Podríamos buscar el origen de la dolencia que acusa el Carnaval en su origen, estructura o desarrollo. Pero quizás si continuamos investigando obtengamos otro dato que puede dar luz a la problemática presentada. Sin abandonar la sección de Valdés tropezamos con otra columna, aunque ésta no se refiere al Carnaval sino a las fiestas de Pascua. El artículo nos pregunta de entrada “¿Os acordáis de Bulilla?” y con tono melancólico navega entre términos como “Chínchamela”, cuadrillas, monas o locales (por “localicos de pascua”). Tal vez el planteamiento nos recuerde al citado anteriormente: pérdida de participación, desaparición de costumbres tradicionales, nostalgia valdesiana en definitiva que añora felices momentos y que desea entregar a su descendencia. Como podemos ver las dos tradiciones presentadas pertenecen en conjunto a la celebración religiosa de la Pascua. Si bien el Carnaval sería la respuesta pagana al compromiso impuesto por una religión entonces dominante, no por ello deja de estar ligado a la misma celebración pese a su sentido laico. La coincidencia entonces en cuanto al digamos entusiasmo general por participar en una y otra pudieran deberse a un mismo motivo: el desinterés religioso por la festividad que representa la celebración católica se decanta a favor de actividades más carnales: viajar sin ir más lejos. Consecuentemente, a la falta de participación en dichas tradiciones se refleja en la ausencia de seguimiento de las imposiciones de la cuaresma, período ascético precedido por el desmadre generalizado y permitido que se realizaba durante los días de Carnaval. Desmadre además amparado por el uso de máscaras y disfraces que permitían excesos anónimos.

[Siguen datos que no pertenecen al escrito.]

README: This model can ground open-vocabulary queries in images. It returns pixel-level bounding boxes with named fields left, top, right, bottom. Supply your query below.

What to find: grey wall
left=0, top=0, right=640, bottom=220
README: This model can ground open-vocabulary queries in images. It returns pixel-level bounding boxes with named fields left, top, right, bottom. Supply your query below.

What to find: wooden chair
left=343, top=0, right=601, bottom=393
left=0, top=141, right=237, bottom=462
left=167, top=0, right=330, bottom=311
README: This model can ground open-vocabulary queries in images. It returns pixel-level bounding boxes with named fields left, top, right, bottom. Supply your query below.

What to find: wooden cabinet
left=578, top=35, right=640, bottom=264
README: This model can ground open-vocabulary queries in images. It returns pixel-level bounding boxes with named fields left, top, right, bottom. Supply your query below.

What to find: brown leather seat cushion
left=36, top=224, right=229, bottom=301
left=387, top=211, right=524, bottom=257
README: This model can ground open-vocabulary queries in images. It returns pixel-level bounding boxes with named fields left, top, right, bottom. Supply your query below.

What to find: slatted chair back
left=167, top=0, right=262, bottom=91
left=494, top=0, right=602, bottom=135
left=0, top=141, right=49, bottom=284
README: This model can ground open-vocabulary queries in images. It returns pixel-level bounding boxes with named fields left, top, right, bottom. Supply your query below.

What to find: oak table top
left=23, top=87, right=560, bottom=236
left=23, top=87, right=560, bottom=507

Vivimos días extraños. Algo se dispara en el cerebro cada vez que la comunidad católica responde a un ataque preguntando si el inquiridor lo exigiría a la comunidad musulmana, por ejemplo. Resulta pese al rotundo despacho un modo de arrinconarse en un espacio donde continuar viviendo con tranquilidad y sin miedo a nuevos ataques. Sin embargo no es eso lo que en realidad se manifiesta públicamente: la influencia de la doctrina católica, de sus costumbres y tradiciones, está más que presente en nuestros días, es todavía una barrera moral incluso para la aprobación de leyes que se adaptan al nuevo mundo que encontramos cada amanecer. Su fuerza, ligada a los grupos que las amparan, sus brazos, quizás son los que nos llevan a escenarios como el del Caso Leganés. Desde luego no se nos olvidan los métodos ni las consecuencias que a lo largo de la historia nos ha regalado la religión católica. Quizás lo necesario para vivir en libertad no consistía en luchar sino en olvidar, ignorar. Y como en cada batalla quedan muertos en el camino, puede que el Carnaval, puede que la Semana Santa. En cualquier caso no se trata de vetar o prohibir sino de respetar las cada vez mayores opciones religiosas practicadas en nuestro país. Opciones que no deben pasar ni en la distribución de celebraciones ni en la relación institucional con el estado por el ojo de aguja que impone la omnipresente religión católica.